Dialectical behavior therapy (DBT) was developed in the 1970s by Dr. Marsha Linehan, a renowned psychologist at the University of Washington. After experiencing a sense of disappointment from traditional methods of therapy, she developed DBT and later contoured the program to fit an addiction model. With most modern rehab centers accepting and embracing alternative treatment modalities, DBT has grown to be a popular form of alternative addiction therapy.

When treating co-occurring drug addiction and mental health concerns, this particular form of therapy generally outperforms traditional group therapy.

According to a study published in the journal Addiction Science and Clinical Practice, dialectical behavior therapy can help addicts experience feelings of acceptance, while also prompting them to make positive individual changes. A relatively new treatment method in the world of substance abuse, DBT has shown a lot of promise. When treating co-occurring drug addiction and mental health concerns, this particular form of therapy generally outperforms traditional group therapy. For example, dialectical behavior therapy helps addicts deal with and work through complicated emotions without putting them “on the spot” in a group setting.
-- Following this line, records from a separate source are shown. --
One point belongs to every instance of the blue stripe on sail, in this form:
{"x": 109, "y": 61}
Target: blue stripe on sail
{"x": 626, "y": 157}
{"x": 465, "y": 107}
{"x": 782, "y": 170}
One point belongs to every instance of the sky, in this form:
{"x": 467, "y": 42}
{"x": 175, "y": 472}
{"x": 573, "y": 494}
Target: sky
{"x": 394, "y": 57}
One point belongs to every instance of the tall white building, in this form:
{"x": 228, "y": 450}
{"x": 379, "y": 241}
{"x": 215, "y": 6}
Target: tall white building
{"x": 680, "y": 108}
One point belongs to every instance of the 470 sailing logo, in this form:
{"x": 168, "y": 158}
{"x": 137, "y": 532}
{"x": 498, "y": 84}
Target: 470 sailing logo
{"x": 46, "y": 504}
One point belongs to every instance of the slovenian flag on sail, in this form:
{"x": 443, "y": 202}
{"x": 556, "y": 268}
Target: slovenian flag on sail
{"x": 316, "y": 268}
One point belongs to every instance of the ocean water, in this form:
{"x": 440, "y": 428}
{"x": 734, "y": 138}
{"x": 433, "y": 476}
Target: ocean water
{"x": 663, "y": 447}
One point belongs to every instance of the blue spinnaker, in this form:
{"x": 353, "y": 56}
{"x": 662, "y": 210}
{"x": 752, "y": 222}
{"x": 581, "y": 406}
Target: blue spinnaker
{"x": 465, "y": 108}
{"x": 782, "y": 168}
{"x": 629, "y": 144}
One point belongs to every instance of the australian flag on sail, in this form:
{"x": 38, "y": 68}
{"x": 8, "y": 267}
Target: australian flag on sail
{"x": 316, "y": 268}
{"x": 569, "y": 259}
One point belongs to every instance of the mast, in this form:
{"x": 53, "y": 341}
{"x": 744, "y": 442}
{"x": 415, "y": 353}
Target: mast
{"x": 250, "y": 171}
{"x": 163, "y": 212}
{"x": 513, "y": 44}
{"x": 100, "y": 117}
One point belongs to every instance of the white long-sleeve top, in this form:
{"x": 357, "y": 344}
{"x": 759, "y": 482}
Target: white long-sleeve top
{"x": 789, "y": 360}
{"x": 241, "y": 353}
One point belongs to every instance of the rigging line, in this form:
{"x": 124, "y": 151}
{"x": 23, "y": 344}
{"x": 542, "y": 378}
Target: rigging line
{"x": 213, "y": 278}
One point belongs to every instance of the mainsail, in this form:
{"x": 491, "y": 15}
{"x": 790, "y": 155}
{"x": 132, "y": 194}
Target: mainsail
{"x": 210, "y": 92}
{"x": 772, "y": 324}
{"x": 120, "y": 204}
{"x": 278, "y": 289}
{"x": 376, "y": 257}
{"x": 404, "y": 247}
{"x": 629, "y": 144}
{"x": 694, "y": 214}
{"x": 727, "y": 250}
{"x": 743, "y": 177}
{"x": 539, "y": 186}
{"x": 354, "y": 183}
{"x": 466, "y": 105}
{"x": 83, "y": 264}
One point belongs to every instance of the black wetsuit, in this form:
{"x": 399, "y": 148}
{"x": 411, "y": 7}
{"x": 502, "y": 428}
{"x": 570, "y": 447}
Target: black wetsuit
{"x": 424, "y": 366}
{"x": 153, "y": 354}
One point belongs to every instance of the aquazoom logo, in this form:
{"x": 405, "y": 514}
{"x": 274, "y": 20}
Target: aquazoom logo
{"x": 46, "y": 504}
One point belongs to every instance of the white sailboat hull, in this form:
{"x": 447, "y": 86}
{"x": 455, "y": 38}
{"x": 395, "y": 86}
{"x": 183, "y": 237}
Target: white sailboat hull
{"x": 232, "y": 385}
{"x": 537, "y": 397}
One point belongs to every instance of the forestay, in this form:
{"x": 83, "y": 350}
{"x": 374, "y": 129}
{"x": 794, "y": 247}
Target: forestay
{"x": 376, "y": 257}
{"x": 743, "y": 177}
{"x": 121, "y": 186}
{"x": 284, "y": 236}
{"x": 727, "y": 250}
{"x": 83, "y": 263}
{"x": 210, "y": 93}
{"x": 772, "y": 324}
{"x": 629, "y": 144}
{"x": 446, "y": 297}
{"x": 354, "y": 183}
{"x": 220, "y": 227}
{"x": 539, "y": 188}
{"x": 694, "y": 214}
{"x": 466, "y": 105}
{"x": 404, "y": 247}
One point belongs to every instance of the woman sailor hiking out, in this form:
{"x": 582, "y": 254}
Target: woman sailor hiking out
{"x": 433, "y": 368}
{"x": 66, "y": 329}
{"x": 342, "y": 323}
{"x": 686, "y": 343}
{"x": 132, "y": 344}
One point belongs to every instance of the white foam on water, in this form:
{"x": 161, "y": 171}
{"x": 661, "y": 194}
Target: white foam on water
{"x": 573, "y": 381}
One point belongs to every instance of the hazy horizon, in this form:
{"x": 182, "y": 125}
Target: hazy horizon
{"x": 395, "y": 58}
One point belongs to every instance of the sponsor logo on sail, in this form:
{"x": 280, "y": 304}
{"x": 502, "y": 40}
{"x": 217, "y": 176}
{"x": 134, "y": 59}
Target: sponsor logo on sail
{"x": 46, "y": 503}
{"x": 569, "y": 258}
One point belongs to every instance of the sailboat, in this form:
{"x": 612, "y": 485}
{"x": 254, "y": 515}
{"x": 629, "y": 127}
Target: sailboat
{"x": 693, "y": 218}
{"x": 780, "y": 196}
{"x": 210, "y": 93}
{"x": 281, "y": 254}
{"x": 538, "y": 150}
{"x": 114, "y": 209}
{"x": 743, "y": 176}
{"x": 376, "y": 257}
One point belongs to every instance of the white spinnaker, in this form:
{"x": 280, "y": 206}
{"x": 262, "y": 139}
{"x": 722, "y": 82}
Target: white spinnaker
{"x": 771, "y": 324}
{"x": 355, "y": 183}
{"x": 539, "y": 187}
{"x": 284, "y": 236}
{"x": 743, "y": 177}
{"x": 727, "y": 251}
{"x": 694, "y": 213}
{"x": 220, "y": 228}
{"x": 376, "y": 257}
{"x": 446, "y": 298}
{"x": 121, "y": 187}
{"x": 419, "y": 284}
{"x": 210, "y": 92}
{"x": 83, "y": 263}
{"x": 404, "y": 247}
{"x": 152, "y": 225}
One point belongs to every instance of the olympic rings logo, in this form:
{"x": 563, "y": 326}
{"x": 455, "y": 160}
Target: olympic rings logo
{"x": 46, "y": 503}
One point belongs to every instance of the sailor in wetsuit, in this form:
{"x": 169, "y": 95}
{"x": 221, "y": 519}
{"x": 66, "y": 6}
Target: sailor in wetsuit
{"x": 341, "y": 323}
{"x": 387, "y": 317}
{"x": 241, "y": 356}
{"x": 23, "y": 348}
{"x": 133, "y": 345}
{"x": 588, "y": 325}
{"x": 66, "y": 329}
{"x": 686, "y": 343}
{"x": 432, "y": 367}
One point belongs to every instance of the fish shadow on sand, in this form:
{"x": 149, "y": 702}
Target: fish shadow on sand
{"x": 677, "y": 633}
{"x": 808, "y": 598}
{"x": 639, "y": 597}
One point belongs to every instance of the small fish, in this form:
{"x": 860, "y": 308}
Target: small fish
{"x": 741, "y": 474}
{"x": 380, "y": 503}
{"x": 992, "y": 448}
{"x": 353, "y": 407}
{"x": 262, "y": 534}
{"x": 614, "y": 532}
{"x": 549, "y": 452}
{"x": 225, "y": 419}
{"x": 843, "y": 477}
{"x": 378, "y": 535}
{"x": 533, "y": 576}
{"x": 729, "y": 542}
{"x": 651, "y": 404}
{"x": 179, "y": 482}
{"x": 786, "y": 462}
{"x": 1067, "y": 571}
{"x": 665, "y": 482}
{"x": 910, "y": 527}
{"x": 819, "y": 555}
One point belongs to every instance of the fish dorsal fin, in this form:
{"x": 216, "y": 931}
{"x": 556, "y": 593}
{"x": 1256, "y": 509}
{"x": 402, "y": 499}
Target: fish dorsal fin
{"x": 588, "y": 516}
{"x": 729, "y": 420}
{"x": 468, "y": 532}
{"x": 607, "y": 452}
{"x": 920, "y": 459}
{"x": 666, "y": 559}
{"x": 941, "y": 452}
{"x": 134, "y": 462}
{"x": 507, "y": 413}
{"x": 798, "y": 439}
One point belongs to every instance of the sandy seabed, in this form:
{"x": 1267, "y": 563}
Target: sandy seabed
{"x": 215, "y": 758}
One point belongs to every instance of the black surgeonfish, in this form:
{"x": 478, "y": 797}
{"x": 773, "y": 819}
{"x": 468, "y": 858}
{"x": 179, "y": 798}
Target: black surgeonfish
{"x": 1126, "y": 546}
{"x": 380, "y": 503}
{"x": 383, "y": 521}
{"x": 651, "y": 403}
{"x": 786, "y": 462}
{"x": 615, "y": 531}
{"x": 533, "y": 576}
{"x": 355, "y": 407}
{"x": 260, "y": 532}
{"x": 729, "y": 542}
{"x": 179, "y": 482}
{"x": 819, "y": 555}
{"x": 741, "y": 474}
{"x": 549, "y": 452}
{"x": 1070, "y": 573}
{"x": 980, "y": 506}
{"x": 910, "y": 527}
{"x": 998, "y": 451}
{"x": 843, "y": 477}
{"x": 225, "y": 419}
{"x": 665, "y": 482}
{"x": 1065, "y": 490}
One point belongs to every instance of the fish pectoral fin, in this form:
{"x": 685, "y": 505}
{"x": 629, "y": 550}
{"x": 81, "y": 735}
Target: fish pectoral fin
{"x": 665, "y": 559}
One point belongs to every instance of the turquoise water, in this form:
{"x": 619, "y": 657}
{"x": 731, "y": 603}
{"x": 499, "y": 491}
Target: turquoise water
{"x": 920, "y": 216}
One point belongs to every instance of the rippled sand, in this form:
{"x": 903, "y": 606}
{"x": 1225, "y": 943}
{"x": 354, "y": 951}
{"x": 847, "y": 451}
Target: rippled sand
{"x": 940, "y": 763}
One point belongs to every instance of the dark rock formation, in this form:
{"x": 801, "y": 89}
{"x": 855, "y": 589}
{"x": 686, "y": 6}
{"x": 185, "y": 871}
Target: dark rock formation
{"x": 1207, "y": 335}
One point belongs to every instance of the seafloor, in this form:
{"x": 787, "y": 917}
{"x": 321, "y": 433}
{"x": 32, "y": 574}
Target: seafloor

DBT for Treating Drug Addiction

While receiving inpatient treatment, an addict’s one-on-one therapist will also serve as the primary DBT treatment provider. A successful treatment plan achieves five essential functions:

  • Improving patient motivation to change
  • Reducing behaviors conducive to drug abuse
  • Avoiding opportunities and triggers of drug abuse
  • Increasing community reinforcement of healthy behaviors
  • Structuring a healthy home environment

DBT combines a classroom/group environment with individual therapy sessions. These settings work together to help the patient feel more at ease with the treatment process as a whole. DBT provides life skills that help addicts achieve sobriety and get through difficult life moments without reaching for drugs. The concepts and modalities of DBT are also designed to reduce the length and adverse impact of relapses.

Is DBT Right for You?

Targeted dialectical behavior therapy programs work especially well if patients identify with one or more of the following circumstances:

  • Instances of trauma, abuse or loss in life
  • Traditional therapy produced limited success
  • Dual-diagnosis, co-occurring addiction and mental health disorders
  • Suffers from bipolar disorder, an eating disorder, PTSD or borderline personality disorder
  • Struggles with self-injury, self-harm or low self-esteem
  • Child of an alcoholic or drug addict
  • Suffered abuse or trauma as a young person
  • Serious difficulties coping with emotions

What Constitutes Success?

When dialectical behavior therapy is successful, an addict learns to envision, articulate, pursue, and sustain a unique set of goals that are independent of his or her past out-of-control behaviors related to substance abuse. In short, DBT supports sobriety and abstinence by promoting and empowering an addict to make positive changes.